The Bones of Grace by Tahmima Anam (Canongate Books, £14.99)
In The Bones of Grace, Bangladeshi writer Tahmima Anam has, like Herman Melville before her, adopted the quest for a whale as the symbolic centre of a novel. Her protagonist, Zubaida, is a marine palaeontologist who goes on an expedition to Baluchistan to find the bones of the fabled Ambulocetus. The mystery of this marine mammal is matched by Zubaida’s own mystery. She’s torn between two men: Elijah, an American she fell for at Harvard, and Anwar, the suitable boy awaiting their wedding in Bangladesh. She’s also an orphan, the identity of her real parents buried in the subcontinent’s complicated past, much like the skeleton of the Ambulocetus.
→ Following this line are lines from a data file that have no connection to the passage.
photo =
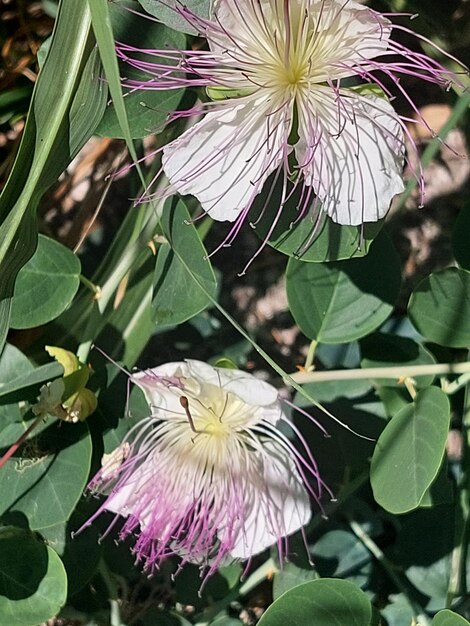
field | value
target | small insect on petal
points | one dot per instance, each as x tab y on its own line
209	476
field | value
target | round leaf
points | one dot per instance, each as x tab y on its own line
176	295
342	301
45	285
384	350
409	452
440	308
449	618
47	480
33	583
340	554
323	602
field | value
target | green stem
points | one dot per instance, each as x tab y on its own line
113	594
374	549
308	366
394	372
11	451
458	570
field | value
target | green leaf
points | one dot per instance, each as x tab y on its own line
46	285
147	110
46	481
173	284
440	307
312	239
130	326
170	12
67	103
340	554
385	350
449	618
323	602
71	548
342	301
409	452
460	237
290	576
33	583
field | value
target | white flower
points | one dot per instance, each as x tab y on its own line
278	70
209	476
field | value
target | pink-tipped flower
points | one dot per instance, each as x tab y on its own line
209	476
277	72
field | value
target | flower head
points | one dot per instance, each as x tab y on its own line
209	476
300	89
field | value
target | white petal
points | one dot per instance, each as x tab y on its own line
248	388
276	505
156	385
347	33
351	151
225	158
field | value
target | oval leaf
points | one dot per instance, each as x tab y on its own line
323	602
342	301
177	261
33	583
46	481
409	452
449	618
385	350
45	285
440	308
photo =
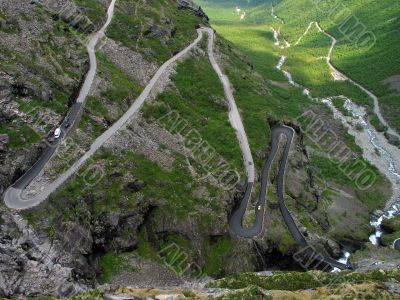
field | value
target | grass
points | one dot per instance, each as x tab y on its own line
200	101
112	264
258	99
21	136
350	55
292	281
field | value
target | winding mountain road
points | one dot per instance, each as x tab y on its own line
375	98
13	196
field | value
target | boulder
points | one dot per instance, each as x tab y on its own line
391	225
4	141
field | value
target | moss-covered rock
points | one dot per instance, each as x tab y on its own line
391	225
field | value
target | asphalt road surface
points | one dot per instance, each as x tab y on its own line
236	219
13	195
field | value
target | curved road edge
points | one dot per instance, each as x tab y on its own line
12	196
236	219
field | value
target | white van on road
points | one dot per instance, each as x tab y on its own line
57	133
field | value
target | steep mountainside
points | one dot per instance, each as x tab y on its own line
151	206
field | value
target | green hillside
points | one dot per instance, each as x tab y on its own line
367	49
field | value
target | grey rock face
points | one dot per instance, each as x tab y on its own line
188	4
30	264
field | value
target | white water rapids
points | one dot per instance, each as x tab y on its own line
388	161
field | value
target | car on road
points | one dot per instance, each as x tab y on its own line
67	122
57	133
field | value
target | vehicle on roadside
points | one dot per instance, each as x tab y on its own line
57	133
67	122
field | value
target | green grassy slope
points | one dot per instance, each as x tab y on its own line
253	35
368	41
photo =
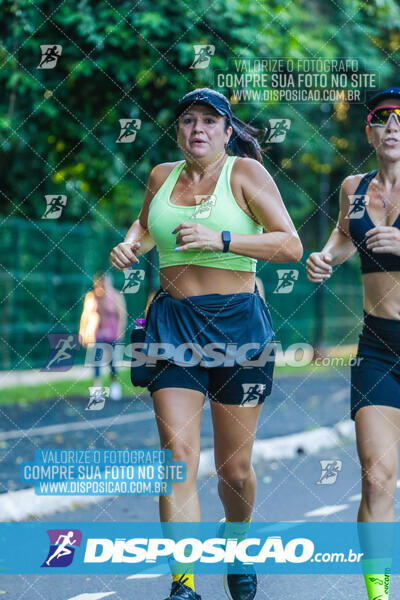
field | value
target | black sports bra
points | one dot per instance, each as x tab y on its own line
360	223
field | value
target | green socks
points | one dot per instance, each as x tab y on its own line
377	584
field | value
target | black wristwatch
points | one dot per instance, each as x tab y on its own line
226	238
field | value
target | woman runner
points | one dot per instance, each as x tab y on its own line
207	215
369	221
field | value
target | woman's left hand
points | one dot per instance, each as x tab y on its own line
384	239
194	235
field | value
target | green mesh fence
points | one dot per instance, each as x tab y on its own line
48	266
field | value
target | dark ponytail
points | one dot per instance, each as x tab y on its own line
245	139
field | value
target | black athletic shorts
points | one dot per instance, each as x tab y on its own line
241	385
375	379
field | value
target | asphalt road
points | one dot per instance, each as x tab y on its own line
287	489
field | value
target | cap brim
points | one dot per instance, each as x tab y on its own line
189	103
376	100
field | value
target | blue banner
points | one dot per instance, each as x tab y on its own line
281	548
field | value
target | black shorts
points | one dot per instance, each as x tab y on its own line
375	379
241	385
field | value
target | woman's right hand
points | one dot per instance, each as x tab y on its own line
319	266
124	256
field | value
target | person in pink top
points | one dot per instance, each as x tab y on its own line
103	320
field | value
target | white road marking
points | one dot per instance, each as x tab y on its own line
76	425
355	498
92	596
144	576
325	511
340	395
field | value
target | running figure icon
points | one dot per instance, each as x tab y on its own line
62	549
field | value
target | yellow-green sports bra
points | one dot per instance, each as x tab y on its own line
218	211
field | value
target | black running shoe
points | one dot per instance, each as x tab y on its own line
180	591
241	586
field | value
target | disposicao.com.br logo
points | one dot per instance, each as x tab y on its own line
188	550
62	547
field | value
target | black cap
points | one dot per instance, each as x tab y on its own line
389	93
205	96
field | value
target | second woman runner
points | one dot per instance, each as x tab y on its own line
369	221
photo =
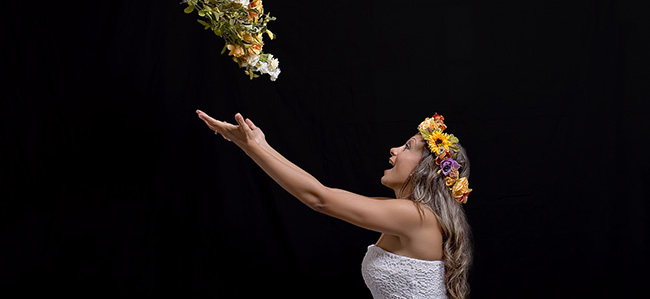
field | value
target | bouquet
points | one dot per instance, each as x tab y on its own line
242	24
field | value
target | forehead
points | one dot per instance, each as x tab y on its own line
417	138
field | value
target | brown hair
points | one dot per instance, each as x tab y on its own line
429	188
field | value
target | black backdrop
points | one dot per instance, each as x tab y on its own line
111	186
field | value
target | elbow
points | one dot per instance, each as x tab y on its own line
317	200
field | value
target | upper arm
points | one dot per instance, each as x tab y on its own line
392	216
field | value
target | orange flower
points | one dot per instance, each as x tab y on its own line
460	190
454	174
236	51
449	181
255	49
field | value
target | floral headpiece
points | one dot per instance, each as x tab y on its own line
445	147
242	24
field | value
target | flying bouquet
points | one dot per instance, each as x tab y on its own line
242	24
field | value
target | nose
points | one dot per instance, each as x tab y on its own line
393	151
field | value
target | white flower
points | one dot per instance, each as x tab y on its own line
273	63
274	74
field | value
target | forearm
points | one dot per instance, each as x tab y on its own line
296	181
284	160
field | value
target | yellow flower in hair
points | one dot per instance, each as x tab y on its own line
438	142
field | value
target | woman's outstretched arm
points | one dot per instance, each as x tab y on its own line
397	217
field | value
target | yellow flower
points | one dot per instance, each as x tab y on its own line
460	190
438	141
236	51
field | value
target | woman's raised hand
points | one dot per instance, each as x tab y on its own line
245	134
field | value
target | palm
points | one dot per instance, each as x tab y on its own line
235	133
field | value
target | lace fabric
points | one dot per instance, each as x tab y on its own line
389	275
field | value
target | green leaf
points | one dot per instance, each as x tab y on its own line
204	24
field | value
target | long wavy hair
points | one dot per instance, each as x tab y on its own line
427	187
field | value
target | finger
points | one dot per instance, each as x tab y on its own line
211	122
242	124
251	124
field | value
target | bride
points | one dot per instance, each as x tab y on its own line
424	250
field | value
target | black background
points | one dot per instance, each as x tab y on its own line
111	186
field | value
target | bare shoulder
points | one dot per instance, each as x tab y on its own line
392	216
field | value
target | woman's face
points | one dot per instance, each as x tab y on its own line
404	160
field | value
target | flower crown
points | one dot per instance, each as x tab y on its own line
445	147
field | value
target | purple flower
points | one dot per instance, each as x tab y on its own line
447	165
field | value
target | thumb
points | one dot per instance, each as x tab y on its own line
251	124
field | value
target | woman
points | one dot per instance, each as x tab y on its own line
424	250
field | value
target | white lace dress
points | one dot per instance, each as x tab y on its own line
389	275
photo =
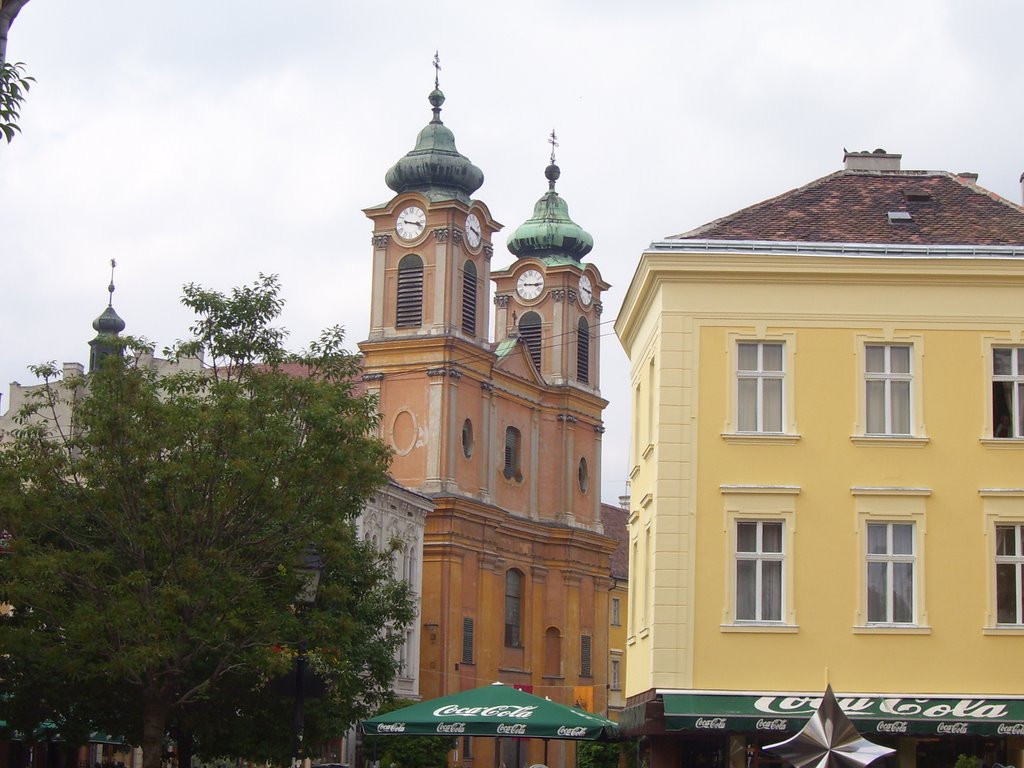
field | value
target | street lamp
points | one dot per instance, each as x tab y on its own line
309	572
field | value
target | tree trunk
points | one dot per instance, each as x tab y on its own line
154	729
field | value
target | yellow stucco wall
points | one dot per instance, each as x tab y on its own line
679	325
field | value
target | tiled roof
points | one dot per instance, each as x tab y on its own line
932	208
614	519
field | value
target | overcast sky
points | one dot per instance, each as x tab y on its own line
210	140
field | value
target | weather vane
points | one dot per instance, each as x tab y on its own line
110	288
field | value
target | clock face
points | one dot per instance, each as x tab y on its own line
473	230
586	291
411	222
529	285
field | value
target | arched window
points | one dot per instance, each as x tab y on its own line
529	332
552	652
583	351
513	440
469	298
513	608
410	306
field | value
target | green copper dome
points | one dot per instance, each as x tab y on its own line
550	231
435	167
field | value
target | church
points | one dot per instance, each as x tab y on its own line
503	434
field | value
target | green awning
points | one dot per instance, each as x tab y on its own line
885	715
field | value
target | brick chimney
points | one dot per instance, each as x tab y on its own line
879	161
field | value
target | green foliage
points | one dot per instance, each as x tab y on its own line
598	754
407	752
14	84
157	519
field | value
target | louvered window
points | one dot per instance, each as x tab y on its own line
512	460
469	299
467	640
513	608
529	332
585	648
583	351
410	311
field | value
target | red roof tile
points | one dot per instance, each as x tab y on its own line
854	207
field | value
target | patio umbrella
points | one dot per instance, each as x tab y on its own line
495	710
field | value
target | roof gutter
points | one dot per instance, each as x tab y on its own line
839	250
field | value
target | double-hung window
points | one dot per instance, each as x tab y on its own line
891	561
1009	574
1008	392
887	387
760	378
759	570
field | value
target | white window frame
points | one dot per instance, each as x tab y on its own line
760	504
760	557
918	434
761	337
892	505
890	559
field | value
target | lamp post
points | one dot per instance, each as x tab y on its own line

Anam weaves together these narratives in a series of imaginary letters from Zubaida to Elijah. The sentimental, second-person address is sometimes cloying, although it may appeal to the kind of audience who might be taken in by the book’s blurb (“this is the story of love itself”). The book’s concern with the dichotomy between passion and marital security is also outshone by Anam’s forays into social commentary, her prose most enlivened when she writes about the world in which her characters live, from the aggression of the Pakistani military to the conditions of labourers in Dubai. It is these sections that remind one of the skill that won Anam the Commonwealth Writers’ Prize with her first book, A Golden Age, which began the Bangladesh trilogy that now, nine years on, draws to a fulfilling close.